Hot Topics: Invasion Biology (NR 993)
Semester: Spring
Offered: 2024

We live in a highly interconnected world. It’s nearly impossible to imagine the scale and pace at which we are moving people and things around the planet. With such high rates of global trade and travel come some serious costs, among them breakdown of dispersal barriers and the global movement of “nonnative” species all over the world. Many thousands of species have been introduced (in some cases intentionally) and have established and spread, in some cases becoming major threats to biodiversity and ecosystem function as well as to human health and welfare. The management of invasive species is also extremely expensive, with direct and indirect costs reaching the hundreds of billions of dollars annually. Still, our global economy and agricultural systems are deeply dependent on the movement of products and cultivation of species that originated elsewhere, and even some accidental invaders can benefit local economies and ecosystems in a variety of complex (and sometimes controversial) ways. From a pure science perspective, the phenomenon of biological invasion also represents a powerful suite of natural experiments that afford the opportunity to study and better understand drivers of species diversity, coexistence, and community assembly, as well as key evolutionary principles.

This course explores some of the major (and hopefully fun) aspects of invasion biology via in-depth discussions the primary literature.

Graduate students only.

NR 993 Invasion Biology syllabus (2024)

Forest Health (NR782/882)
Semester: Fall
Offered: Annually

Forests cover over 30% of the land surface of the Earth and are incredibly important ecologically and economically, as well as to the health of the planet.  While forests show great capacity to withstand even major disturbances, these ecosystems are increasingly threatened worldwide by climate change, native and introduced insects and disease, poor management practices, land clearing, drought, fire, and pollution.  This course offers an overview of the dominant threats and their causes and consequences.  Particular focus is directed toward methods of monitoring and detection, quantification of impacts and on strategies of management and mitigation.

NR 782 882 syllabus (2022)

Forest Entomology (NR 506)
Semester: Fall
Offered: Odd years only

Insects are incredibly important to the structure and function of forests.  This course focuses on the biology, taxonomy and identification of forest insects, approached from both an applied and basic (evolutionary) perspective.

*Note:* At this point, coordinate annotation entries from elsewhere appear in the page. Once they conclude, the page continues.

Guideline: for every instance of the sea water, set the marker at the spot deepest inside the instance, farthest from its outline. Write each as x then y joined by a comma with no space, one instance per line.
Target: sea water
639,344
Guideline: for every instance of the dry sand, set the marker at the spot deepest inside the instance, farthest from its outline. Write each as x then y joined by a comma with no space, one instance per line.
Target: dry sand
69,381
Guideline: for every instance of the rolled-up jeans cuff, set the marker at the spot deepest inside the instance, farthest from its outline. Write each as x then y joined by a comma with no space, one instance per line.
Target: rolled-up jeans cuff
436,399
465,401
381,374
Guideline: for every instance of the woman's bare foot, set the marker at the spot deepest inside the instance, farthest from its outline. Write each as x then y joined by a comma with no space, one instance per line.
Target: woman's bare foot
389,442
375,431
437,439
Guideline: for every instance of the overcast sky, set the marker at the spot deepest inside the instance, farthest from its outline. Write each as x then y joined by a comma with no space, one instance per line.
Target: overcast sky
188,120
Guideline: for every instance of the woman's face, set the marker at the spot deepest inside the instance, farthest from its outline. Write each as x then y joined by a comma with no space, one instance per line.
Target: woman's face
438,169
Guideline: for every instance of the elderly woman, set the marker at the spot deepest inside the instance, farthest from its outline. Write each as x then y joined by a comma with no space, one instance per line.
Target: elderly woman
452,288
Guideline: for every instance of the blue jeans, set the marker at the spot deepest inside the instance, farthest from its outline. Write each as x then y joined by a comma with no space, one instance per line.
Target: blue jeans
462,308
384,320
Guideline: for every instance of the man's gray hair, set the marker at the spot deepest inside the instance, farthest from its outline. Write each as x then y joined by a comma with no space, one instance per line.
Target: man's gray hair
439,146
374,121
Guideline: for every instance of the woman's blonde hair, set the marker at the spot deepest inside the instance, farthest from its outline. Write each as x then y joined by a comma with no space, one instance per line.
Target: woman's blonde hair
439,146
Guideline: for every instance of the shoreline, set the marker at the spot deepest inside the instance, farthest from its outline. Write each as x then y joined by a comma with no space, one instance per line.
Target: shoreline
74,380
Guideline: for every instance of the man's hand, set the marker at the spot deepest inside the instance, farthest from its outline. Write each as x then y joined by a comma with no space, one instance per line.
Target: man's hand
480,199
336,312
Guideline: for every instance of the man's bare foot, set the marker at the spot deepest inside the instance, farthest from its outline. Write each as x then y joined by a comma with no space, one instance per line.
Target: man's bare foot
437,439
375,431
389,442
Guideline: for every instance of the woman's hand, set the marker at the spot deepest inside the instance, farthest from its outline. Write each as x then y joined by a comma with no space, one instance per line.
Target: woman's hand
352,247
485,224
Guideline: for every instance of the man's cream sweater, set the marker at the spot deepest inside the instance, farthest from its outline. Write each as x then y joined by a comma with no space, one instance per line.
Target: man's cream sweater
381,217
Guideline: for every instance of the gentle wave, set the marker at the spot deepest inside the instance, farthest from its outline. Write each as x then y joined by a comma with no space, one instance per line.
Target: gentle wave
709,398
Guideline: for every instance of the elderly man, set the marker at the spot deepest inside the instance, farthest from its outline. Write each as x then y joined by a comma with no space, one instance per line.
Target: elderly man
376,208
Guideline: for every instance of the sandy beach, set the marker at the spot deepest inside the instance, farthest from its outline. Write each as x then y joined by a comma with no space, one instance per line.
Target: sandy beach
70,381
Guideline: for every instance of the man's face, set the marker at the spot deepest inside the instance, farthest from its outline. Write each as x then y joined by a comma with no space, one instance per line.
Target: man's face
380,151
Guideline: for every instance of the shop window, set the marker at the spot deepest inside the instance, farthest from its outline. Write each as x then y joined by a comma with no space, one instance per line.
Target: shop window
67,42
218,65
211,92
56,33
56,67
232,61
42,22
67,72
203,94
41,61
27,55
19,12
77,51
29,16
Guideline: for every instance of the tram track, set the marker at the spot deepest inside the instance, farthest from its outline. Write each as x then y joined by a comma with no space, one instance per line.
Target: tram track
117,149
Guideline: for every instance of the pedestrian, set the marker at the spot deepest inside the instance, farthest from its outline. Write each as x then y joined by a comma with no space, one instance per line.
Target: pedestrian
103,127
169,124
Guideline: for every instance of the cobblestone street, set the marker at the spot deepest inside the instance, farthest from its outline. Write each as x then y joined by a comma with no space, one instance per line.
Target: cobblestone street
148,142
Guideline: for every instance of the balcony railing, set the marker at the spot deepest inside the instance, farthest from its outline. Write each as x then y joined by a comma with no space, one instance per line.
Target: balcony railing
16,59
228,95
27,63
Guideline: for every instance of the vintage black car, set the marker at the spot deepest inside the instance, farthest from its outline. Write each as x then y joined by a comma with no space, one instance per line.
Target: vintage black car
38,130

NR 506 Forest Entomology syllabus (2021)

Community Ecology (NR 965)
Semester: Spring
Offered: Odd years only

This graduate-level course investigates how community properties -- species richness, and abundance distribution -- are influenced by evolutionary history, by landscape phenomena such as dispersal and migration, and by local factors such as the physical environment, disturbance, competition, predation, and mutualism. Mechanistic models of community dynamics, including succession, are discussed. The influence of species diversity on ecosystem function is discussed, and all aspects of the course are related to conservation science.

NR 965 Community Ecology syllabus (2023)

Hot Topics: Applied Evolution in Managed Systems (NR 993)
Semester: Spring
Offered: 2019

Human efforts to manage populations or ecosystems are often met with evolutionary changes that emerge as a direct response to selective forces that we impose. Examples include the evolution of antibiotic, chemical, or defense gene resistance, changes in virulence of human or agricultural pests or pathogens, altered life history attributes of harvested and/or weedy populations, and many more. Strategies for local and landscape scale management of evolutionary trajectories as well as more direct manipulation of evolutionary processes are becoming increasingly sophisticated. An understanding of this fascinating and nuanced topic is a key facet of any ecologist’s or natural resource manager’s toolbox.

Join us for a graduate-level, discussion-based exploration of the primary literature around this important and rapidly-changing field.